We see the most significant change being an amendment to the 52 week drop down which will cease to exist for workers injured on or after 21/10/19. The 52 week drop down currently requires the insurer to exclude any shift or overtime benefits from the PIAWE; which often resulted in a reduction to the PIAWE and thus the top up benefit payable to an injured worker. As an example, a worker whose normal earnings were averaged to be $800 per week, who also had an average of $200 of shift and overtime earnings; would have a PIAWE calculation of $1000 for the first 52 weeks of benefits. This would then be reduced to $800 after 52 weeks of benefits were paid as a result of the $200 shift and overtime benefit being removed. For those workers who are injured on or after 21/10/2019; the $200 shift and overtime component will no longer be removed after 52 weeks of paid benefits; and therefore the PIAWE will remain at $1000 per week (subject to bi-annual indexation). Warren Saunders Insurance Brokers see this as an increased premium risk given wages paid on a claim are typically the greatest impacting cost on a client’s premium.


  • Any worker who was not continuously employed for a full 52 weeks will only have their PIAWE calculated on the most recent earnings period. Previously, if a worker worked for say 20 weeks, had 10 weeks off and then worked for a further 22 weeks when they were injured; the relevant period would consider the 42 weeks of paid employment.
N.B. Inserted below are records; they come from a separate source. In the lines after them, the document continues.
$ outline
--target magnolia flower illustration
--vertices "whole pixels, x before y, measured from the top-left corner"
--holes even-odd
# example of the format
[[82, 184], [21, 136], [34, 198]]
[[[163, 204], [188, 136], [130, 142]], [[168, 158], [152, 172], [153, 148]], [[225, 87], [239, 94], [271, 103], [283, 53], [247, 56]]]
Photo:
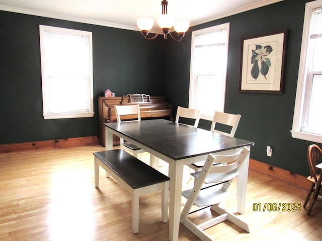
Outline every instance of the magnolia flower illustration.
[[269, 67], [272, 66], [272, 63], [267, 56], [273, 51], [273, 49], [270, 45], [266, 45], [264, 47], [259, 44], [256, 45], [255, 50], [252, 50], [252, 55], [251, 63], [253, 64], [251, 70], [252, 77], [257, 79], [260, 75], [260, 68], [259, 67], [258, 61], [261, 60], [261, 74], [262, 74], [265, 79], [266, 75], [269, 70]]

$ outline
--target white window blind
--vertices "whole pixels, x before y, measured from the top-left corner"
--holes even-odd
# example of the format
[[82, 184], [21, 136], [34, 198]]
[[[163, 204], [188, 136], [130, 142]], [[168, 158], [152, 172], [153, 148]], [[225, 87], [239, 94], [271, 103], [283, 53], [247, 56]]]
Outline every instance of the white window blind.
[[92, 33], [40, 31], [45, 118], [93, 116]]
[[322, 143], [322, 0], [306, 3], [292, 136]]
[[228, 33], [229, 24], [193, 32], [189, 107], [200, 109], [205, 119], [223, 111]]

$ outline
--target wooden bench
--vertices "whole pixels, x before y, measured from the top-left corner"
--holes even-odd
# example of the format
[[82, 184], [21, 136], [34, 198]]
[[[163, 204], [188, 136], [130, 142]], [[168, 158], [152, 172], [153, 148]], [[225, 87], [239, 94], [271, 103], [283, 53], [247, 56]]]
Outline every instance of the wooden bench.
[[95, 152], [95, 187], [99, 186], [99, 166], [111, 175], [132, 196], [132, 230], [139, 229], [139, 198], [162, 191], [162, 215], [168, 221], [168, 201], [170, 178], [121, 149]]

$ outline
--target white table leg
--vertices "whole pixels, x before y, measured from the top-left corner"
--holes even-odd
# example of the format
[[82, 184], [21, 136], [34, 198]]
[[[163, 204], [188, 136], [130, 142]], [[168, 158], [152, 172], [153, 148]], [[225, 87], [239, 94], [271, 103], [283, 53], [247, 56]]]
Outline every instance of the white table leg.
[[240, 214], [244, 213], [245, 209], [249, 162], [249, 154], [239, 168], [239, 175], [237, 176], [237, 211]]
[[[113, 134], [109, 132], [109, 129], [105, 127], [105, 150], [113, 150]], [[105, 177], [110, 177], [110, 174], [105, 172]]]
[[170, 241], [177, 241], [181, 214], [181, 192], [183, 164], [180, 161], [169, 163], [170, 199], [169, 203], [169, 230]]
The Amendment means the relevant period will now only consider the recent 22 weeks where the worker was working before injury and not consider any period of paid employment prior to the break in employment. This would be quite relevant to those who employ workers on a seasonal basis for example.
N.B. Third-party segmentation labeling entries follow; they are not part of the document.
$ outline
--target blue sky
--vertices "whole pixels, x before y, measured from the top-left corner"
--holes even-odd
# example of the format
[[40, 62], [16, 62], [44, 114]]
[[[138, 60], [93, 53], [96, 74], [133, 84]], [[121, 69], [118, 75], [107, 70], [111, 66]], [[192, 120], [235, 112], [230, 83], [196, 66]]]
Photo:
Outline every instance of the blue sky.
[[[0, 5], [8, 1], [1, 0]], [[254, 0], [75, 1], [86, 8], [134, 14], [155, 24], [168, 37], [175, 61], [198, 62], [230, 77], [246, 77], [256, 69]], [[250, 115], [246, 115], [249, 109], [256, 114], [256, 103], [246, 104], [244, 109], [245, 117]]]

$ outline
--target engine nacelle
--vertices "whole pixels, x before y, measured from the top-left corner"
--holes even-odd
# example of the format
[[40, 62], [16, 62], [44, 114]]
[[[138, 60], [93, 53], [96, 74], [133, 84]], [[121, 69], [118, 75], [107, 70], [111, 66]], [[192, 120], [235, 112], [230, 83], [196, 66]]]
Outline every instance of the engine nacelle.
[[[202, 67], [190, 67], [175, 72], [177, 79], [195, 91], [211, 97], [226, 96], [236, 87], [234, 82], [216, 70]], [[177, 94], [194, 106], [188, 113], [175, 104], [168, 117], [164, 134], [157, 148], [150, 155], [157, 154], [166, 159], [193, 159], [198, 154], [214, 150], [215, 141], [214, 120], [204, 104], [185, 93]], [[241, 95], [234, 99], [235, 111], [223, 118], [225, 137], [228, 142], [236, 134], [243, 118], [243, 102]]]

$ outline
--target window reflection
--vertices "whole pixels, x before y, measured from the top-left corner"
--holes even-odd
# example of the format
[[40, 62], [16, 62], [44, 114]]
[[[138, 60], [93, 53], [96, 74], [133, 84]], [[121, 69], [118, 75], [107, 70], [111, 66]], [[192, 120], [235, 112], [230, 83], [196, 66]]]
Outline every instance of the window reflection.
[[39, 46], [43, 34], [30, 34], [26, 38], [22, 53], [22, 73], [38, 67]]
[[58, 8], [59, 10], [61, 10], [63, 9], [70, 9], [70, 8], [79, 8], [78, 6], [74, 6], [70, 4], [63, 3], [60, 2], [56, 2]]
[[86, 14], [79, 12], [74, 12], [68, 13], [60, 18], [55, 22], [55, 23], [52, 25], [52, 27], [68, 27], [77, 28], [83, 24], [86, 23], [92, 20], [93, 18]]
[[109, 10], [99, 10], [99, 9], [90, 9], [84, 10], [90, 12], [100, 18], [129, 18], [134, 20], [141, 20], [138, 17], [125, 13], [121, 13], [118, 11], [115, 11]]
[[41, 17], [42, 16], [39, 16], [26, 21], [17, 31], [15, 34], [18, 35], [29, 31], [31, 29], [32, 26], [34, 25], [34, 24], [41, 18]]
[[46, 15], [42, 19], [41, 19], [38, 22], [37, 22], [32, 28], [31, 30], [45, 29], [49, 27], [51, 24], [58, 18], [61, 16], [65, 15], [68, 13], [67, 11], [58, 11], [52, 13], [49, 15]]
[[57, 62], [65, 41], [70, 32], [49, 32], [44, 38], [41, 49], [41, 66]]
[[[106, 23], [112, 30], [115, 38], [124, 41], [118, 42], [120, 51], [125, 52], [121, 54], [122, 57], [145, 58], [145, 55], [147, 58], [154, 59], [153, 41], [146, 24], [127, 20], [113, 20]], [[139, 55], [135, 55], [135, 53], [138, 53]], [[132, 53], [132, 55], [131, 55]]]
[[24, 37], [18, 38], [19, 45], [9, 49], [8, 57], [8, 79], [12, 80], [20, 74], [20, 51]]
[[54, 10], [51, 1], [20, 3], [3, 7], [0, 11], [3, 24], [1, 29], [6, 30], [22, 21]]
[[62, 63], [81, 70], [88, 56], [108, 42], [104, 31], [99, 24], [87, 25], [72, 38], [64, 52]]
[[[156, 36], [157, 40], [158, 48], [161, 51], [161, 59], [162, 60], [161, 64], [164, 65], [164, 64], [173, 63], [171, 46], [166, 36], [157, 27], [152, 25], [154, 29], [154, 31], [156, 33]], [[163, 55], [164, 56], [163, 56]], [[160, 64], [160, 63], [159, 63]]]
  • Any worker whose nature of employment arrangement changes which results in a material change to earnings will have prior periods excluded. For example if a worker goes from part time to full time, any part time earnings are excluded from calculation.
  • Any periods where the worker takes unpaid leave for 7 days or more will now be excluded from the relevant period by excluding each day of unpaid leave within the relevant period.


  • A PIAWE application can be made by either the worker or the employer within 5 days of the notification of an injury to the insurer. This application needs to be reviewed for approval by the insurer within 7 days unless a Reasonable Excuse applies.
  • The insurer also has the power to make payments on the basis of an agreed amount of PIAWE until the application for approval is determined (i.e. an interim payment decision). The PIAWE agreement is NOT a work capacity decision and therefore any PIAWE Work Cap Decision will overrule any PIAWE agreement
  • A PIAWE Work Capacity Decision cannot be made before a PIAWE agreement has been made.

As stated above, we do not foresee these changes will have a significant impact on the majority of claims lodged through the NSW icare scheme. Some of the changes seek to make wage benefits and reimbursements more simple, for example through the alignment of the “workers compensation week” and the payroll week / fortnight / month. The challenging components of the Amendments; such as the exclusion of certain periods (for those who have a split in employment or nature of employment changes) will likely only affect the insurer when they are required to make the initial PIAWE agreement or Work Capacity Decision and are not likely to result in a significant increase or decrease in the PIAWE calculation. The most significant change in removing the 52 week drop down will mean there is less of a financial motivation for a worker to increase capacity or return to pre-injury hours at that juncture. It will be important to focus on other motivations of the worker and claim stakeholders at that point in time to influence claims outcomes, as required on a case-by-case basis.